Pada 2020, sebanyak 806 desa dan kelurahan kembali diusulkan mengikuti program kampung iklim. Program ini ditargetkan mencapai 20.000 lokasi pada akhir periode Rencana Pembangunan Jangka Menengah Nasional (RPJMN) 2020-2024.
Meningkatkan literasi
Direktur Jenderal Pengendalian Perubahan Iklim KLHK Ruandha Agung Sugardiman mengatakan, program kampung iklim merupakan salah satu upaya adaptasi di tingkat tapak yang bertujuan meningkatkan literasi perubahan iklim sehingga sejumlah pihak terdorong untuk mengambil peran aktif dalam melaksanakan aksi nyata.

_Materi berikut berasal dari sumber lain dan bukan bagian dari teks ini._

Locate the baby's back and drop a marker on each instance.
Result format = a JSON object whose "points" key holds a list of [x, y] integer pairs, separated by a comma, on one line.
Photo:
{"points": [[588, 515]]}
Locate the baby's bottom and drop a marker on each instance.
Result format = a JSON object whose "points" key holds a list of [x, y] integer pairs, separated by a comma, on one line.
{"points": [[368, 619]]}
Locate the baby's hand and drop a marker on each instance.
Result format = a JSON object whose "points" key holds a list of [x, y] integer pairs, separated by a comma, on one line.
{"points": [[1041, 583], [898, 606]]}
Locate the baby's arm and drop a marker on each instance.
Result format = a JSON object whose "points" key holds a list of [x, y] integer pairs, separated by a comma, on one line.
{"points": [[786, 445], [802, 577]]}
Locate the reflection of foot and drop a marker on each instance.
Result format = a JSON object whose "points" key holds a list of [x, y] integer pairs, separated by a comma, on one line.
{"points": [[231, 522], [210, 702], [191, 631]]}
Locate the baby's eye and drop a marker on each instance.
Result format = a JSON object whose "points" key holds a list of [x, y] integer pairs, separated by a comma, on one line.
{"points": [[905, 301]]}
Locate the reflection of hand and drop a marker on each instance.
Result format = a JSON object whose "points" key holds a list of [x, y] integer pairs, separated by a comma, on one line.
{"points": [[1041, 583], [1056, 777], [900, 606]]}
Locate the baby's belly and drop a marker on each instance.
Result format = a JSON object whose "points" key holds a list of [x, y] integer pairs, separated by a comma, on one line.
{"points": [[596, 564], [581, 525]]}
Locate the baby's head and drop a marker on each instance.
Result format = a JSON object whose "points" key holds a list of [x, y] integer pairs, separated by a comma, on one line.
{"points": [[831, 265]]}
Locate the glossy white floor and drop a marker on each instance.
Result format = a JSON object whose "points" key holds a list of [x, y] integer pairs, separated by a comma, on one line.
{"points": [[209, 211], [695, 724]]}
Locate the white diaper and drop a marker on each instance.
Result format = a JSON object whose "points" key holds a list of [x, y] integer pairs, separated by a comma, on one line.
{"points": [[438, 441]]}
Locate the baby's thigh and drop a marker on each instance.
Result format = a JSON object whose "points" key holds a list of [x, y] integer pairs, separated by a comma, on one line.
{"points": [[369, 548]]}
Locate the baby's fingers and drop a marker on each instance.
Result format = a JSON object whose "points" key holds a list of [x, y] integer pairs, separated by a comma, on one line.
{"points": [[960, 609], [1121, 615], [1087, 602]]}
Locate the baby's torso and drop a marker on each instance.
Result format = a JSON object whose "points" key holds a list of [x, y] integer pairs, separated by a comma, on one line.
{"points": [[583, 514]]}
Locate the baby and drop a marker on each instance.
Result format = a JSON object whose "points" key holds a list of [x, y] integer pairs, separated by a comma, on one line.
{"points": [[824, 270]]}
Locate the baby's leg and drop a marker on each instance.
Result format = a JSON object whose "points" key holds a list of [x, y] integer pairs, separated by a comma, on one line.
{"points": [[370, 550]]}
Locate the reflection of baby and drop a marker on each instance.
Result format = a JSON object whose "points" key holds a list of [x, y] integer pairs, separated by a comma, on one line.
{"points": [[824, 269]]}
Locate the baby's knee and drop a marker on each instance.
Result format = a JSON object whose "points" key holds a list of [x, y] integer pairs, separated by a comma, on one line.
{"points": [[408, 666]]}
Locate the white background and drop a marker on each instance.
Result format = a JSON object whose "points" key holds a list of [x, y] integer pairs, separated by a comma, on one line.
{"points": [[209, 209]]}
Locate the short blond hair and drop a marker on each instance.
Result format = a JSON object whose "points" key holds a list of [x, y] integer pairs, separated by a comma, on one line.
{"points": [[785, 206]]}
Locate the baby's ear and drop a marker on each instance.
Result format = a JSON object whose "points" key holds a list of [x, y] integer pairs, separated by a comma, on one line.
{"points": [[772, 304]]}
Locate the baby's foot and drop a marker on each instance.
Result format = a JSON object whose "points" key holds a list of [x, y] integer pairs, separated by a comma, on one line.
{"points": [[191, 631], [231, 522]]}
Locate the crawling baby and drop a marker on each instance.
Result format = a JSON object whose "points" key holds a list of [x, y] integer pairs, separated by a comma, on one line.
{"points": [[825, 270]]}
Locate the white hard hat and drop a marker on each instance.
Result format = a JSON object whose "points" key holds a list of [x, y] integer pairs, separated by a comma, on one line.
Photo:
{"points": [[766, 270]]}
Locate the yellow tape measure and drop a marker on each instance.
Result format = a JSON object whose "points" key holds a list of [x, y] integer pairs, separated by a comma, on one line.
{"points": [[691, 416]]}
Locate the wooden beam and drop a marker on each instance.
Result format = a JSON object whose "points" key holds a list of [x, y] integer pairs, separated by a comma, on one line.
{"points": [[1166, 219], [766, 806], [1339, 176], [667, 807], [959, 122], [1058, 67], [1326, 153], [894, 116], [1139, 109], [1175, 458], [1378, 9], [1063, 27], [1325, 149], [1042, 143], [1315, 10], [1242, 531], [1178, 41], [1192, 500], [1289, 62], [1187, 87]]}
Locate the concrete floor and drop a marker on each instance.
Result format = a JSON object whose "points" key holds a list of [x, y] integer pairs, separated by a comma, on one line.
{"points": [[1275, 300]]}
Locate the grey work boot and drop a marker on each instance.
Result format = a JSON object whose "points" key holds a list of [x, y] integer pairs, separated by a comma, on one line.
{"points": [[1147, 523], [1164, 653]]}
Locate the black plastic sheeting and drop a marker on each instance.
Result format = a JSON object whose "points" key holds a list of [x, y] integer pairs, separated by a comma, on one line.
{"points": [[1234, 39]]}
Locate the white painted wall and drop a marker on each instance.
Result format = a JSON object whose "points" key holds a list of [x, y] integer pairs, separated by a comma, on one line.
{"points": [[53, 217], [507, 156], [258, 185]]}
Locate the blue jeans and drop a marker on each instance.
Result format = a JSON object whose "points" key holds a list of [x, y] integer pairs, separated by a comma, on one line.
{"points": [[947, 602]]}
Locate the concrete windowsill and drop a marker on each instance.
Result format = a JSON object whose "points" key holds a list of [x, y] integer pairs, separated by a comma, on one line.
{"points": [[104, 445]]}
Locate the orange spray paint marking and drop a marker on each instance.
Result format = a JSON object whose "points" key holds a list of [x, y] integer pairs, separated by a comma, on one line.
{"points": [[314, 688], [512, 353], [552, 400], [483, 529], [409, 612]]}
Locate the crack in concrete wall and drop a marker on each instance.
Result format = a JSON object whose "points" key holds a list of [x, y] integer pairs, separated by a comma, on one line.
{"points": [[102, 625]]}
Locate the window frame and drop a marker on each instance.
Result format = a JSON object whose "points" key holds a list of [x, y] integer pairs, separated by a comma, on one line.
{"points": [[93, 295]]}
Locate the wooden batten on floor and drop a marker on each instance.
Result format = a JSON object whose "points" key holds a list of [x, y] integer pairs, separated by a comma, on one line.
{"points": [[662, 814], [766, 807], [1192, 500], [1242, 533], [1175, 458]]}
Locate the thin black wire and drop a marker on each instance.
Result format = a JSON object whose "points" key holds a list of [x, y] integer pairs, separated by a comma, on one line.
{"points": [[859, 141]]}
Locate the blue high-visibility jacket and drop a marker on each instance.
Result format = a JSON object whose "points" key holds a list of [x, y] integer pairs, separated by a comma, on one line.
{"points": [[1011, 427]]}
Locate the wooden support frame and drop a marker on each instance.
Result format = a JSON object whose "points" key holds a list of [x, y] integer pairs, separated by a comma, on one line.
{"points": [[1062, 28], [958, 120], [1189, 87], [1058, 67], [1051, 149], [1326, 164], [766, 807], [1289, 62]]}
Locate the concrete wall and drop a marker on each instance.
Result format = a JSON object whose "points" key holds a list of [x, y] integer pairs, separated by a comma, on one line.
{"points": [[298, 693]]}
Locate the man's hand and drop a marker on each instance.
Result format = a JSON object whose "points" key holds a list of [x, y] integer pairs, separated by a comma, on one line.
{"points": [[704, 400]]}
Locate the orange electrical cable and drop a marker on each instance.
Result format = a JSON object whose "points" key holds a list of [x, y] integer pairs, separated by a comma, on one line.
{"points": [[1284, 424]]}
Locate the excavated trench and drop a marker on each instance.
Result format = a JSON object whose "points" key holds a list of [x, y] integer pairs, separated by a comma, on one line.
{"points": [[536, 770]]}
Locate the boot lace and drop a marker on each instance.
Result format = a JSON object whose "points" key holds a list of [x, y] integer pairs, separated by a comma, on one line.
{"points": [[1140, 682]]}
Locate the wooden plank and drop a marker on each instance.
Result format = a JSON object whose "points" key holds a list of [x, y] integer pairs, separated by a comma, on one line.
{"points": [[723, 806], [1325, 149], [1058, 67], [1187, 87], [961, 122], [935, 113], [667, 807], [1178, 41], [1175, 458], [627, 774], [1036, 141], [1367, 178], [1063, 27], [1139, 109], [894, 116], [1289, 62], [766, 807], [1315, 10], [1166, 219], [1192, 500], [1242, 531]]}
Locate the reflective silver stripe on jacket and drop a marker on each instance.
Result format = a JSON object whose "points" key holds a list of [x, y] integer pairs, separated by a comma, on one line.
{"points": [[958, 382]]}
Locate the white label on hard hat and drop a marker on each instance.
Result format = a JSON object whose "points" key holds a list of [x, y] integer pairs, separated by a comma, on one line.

Ia mengatakan, perubahan iklim berdampak signifikan terhadap berbagai aspek kehidupan dan pembangunan. Perubahan iklim juga secara langsung ataupun tidak langsung berkontribusi terhadap menurunnya perekonomian Indonesia sebesar 0,3 persen dari produk domestik bruto (PDB).
Selain itu, ia menyebutkan, rekapitulasi data dari Badan Nasional Penanggulangan Bencana (BNPB) menunjukkan, selama periode 2005 sampai 2015, sekitar 80 persen kejadian bencana di Indonesia adalah bencana terkait iklim. Banyak kejadian bencana yang dipicu kondisi cuaca dan iklim ekstrem, termasuk kebakaran hutan dan lahan pada musim kemarau dan banjir yang meluas pada musim hujan.
Di sisi lain, terkait dengan tantangan yang dihadapi pada era new normal akibat pandemi Covid-19, kata dia, perlu disikapi dengan melaksanakan refocusing program agar kegiatan dapat berjalan secara efisien dan efektif. ”Demikian juga dengan pelaksanaan proklim (program kampung iklim) yang terus dilaksanakan dalam upaya mempersiapkan masyarakat yang berketahanan iklim dan menerapkan pola hidup rendah emisi gas rumah kaca,” katanya.